Global Market Slides Mar Joyous Holidays
Though this time of year is generally the time of cheer and joy, traders worldwide are not quite feeling the love. Wall Street indexes plummeted again on Monday, officially entering into a bear market, while the dollar hit a four-month low against the yen. Adding to the troubles was a decline of US WTI futures by as much as 6.7 percent as trader concerns about a global slowdown hit new highs.

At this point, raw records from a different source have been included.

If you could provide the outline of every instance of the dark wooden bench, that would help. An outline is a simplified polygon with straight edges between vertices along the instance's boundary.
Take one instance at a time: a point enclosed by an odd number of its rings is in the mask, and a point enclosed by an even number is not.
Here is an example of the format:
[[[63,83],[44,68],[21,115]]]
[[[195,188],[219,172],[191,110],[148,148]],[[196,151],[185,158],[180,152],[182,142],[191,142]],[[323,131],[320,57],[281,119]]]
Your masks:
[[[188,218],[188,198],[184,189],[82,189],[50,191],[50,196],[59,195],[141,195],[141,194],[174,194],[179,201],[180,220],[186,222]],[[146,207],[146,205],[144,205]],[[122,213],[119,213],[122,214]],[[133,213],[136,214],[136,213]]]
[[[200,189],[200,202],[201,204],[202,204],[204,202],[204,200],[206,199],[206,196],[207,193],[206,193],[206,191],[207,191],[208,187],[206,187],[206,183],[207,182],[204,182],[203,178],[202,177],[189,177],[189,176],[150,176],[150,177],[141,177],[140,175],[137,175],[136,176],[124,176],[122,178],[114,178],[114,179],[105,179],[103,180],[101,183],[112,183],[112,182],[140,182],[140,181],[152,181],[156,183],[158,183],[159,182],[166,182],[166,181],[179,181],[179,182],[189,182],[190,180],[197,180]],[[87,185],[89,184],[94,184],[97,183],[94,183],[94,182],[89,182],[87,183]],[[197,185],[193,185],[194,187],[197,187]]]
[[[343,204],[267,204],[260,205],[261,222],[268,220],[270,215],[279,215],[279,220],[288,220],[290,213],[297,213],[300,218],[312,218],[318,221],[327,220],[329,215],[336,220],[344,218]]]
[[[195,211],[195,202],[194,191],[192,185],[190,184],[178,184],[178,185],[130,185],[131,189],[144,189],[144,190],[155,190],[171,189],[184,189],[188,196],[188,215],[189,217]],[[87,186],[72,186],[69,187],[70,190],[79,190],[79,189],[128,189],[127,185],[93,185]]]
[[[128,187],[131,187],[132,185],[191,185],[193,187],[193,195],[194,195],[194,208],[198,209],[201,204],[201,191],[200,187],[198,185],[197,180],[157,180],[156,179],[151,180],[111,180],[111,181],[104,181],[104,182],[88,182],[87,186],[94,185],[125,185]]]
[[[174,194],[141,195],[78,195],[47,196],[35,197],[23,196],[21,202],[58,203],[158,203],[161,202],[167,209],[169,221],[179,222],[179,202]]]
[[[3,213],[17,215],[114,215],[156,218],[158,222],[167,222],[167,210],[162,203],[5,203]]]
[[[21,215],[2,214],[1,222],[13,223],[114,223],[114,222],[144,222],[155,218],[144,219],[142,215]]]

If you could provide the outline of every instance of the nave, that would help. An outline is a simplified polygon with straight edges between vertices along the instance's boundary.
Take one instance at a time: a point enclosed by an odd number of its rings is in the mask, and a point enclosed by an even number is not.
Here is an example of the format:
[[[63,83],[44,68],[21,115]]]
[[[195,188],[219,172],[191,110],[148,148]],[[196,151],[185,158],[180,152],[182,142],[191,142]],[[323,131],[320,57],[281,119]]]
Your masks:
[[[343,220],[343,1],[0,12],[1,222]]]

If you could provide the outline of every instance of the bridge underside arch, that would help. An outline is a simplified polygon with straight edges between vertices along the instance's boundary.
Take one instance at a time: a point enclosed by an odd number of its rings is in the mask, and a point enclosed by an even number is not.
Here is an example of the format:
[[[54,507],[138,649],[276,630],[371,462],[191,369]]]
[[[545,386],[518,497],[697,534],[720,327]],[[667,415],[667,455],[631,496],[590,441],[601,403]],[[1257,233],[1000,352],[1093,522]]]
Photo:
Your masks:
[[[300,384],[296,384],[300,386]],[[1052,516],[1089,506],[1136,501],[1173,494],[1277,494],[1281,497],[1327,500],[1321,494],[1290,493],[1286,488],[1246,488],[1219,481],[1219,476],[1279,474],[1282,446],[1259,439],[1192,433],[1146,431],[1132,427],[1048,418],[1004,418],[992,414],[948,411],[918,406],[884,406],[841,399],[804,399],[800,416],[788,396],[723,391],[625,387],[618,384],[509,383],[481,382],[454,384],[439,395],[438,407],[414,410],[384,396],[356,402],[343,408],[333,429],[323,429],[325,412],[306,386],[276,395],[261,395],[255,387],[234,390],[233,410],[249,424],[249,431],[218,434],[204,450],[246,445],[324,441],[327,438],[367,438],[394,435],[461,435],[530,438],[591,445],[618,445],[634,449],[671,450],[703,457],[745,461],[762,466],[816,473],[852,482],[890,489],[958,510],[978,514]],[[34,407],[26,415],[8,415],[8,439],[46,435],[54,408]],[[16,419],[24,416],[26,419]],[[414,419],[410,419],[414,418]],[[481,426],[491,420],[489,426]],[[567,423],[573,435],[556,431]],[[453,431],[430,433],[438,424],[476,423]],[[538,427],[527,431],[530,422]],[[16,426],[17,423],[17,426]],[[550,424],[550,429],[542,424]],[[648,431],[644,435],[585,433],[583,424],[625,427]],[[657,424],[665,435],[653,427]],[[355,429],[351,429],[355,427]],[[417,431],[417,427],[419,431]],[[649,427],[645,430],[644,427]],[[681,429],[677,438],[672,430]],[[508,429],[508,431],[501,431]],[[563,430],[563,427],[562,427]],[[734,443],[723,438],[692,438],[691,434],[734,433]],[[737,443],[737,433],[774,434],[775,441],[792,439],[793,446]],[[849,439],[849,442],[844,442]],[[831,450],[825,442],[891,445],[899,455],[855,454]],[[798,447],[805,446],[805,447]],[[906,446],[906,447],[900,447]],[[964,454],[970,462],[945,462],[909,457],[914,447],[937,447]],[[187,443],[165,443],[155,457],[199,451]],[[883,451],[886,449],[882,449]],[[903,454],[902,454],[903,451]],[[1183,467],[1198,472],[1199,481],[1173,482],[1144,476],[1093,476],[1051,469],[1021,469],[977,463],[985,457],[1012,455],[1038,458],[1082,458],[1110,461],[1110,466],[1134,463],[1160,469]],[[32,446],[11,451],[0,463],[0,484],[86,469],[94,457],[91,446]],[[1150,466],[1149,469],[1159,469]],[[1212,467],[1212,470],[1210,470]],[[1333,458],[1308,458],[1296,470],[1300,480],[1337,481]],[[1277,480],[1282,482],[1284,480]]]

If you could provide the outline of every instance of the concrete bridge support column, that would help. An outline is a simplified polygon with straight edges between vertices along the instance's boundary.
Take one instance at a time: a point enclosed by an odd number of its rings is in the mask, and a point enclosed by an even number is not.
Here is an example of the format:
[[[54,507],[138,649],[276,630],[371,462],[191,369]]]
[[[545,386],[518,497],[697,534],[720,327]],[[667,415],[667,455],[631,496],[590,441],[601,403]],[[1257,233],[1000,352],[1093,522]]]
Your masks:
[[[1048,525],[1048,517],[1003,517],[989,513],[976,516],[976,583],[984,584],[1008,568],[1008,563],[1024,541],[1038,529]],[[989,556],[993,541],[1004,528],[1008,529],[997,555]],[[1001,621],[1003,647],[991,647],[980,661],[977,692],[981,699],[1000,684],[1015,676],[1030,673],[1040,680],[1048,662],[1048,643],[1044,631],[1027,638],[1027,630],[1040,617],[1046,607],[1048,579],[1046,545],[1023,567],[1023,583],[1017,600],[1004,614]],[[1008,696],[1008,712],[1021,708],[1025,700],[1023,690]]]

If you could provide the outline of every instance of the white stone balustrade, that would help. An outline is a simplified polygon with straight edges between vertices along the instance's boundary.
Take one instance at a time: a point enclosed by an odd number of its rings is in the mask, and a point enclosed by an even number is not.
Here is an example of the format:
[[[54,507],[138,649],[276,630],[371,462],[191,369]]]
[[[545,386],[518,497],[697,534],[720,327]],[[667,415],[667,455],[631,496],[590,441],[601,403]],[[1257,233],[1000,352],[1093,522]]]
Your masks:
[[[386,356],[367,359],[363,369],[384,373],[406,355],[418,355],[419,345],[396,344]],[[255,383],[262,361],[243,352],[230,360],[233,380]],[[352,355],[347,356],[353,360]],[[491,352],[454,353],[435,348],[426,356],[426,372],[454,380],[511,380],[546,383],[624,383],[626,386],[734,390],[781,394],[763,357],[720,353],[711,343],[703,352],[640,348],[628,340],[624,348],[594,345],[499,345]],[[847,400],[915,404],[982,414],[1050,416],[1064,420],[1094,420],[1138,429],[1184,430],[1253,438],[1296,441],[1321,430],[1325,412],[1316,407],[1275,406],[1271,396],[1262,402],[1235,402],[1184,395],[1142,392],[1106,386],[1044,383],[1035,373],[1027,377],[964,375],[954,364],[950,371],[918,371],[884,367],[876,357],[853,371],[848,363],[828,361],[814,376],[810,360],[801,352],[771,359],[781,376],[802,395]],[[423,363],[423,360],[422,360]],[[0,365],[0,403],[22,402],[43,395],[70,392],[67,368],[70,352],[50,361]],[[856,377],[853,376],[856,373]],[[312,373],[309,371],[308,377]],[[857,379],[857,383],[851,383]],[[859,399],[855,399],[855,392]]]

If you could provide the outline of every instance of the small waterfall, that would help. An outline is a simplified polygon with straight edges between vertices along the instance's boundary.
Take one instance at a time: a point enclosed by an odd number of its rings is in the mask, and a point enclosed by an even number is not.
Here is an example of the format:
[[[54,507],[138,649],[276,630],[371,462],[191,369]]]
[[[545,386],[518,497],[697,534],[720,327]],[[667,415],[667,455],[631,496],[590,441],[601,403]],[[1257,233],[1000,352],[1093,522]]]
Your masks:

The S&P 500 closed down 2.71 percent on Tuesday and the Nasdaq closed 2.21 percent lower. The biggest loser of the day, however, was the Dow Jones Industrial Average which eased 2.91 percent going into the Christmas holiday. Asian markets took their cues from Wall Street on Tuesday, with the Nikkei 225 suffering a dramatic 4.55 percent decline as of 1:45p.m. HK/SIN. The Shanghai Composite was down 2.03 percent and the Shenzhen Composite was down 2.01 percent.
The stock market has now officially entered a bear market, marked by a 20 percent decline from recent highs. Historically, bear markets tend to last around 13 months, and markets tend to lose 30.4 percent of their value, according to CNBC. It often takes months to recover, if not years. A bear market isn’t only characterized by losses in the stock market, it can also include an overall feeling of pessimism from traders and analysts which can spread to other markets, such as the commodity markets.
Oil prices seem to already be affected, with US WTI futures trading down 6.38 percent in Asia’s mid-afternoon, to $42.68 per barrel. Brent crude futures were down 6.19 percent to $50.49 per barrel.
The dollar hit its lowest point since August on Tuesday, falling 0.31 percent to 110.09 against the yen. The greenback was under pressure not only because of the declines on Wall Street, but because of political strife in Washington that was unsettling for traders, as the US government shutdown stretched into its fifth day. The dollar also eased against the euro and the Canadian dollar, sending the dollar index down 0.06 percent to 96.48 .DXY.